PEN-TEST-002 — Phase 11a-2 Pennant criteria A/B (V2)

Field Value
Test ID PEN-TEST-002
Date 2026-05-11
Strategy (detection-only)
Cohort produced DET-V2-2026-05-11
Cohort consumed (for baseline comparison) DET-BASELINE-2026-05-11
Status complete

Purpose

Re-run of the Phase 11a A/B test against a less-aggressive variant (V2: pennant 7–17, flagpole 1–5). Baseline events and outcomes from PEN-TEST-001 are reused unchanged; only V2 is freshly scanned.

Method

run_v2.py is a small driver over the same harness machinery as PEN-TEST-001 — mutate config, call detector, write parquet, compute outcomes inline.

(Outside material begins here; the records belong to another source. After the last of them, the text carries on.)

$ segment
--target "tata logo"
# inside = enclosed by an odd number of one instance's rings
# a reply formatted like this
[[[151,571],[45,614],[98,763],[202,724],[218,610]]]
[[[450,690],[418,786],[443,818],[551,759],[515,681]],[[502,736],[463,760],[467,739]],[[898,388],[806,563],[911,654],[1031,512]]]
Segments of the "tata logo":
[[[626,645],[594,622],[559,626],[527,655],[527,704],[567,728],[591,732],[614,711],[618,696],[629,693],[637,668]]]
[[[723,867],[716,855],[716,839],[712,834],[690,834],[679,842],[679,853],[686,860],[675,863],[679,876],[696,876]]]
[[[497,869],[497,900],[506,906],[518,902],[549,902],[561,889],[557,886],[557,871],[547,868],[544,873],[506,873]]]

Override mechanism, outcome formula, and universe are identical to PEN-TEST-001.

Headline

V2 keeps 39 % of baseline volume (6,108 events) with the +15 % MFE hit-rate +0.4 pp over baseline. V2 is the sweet spot in the duration × flagpole-tightness sweep — neither the loosest (Baseline) nor the strictest (V4 in PEN-TEST-003) variant matches it on per-event quality.

Files in this directory

  • run_v2.py — harness driver
  • analyze_v2.py — statistics emitter
  • run_v2.log, run_v2.stdout.log — run logs
  • summary_v2.json — headline JSON
  • report.md../../reports/Pennant/pennant_criteria_ab_test_v2_2026-05-11.md

Cohort outputs

  • Pennant/cohorts/DET-V2-2026-05-11/{events,outcomes}.parquet
  • F-002 — V2 keeps 39 % of baseline volume with +0.4 pp hit-rate; the sweet spot in the sweep.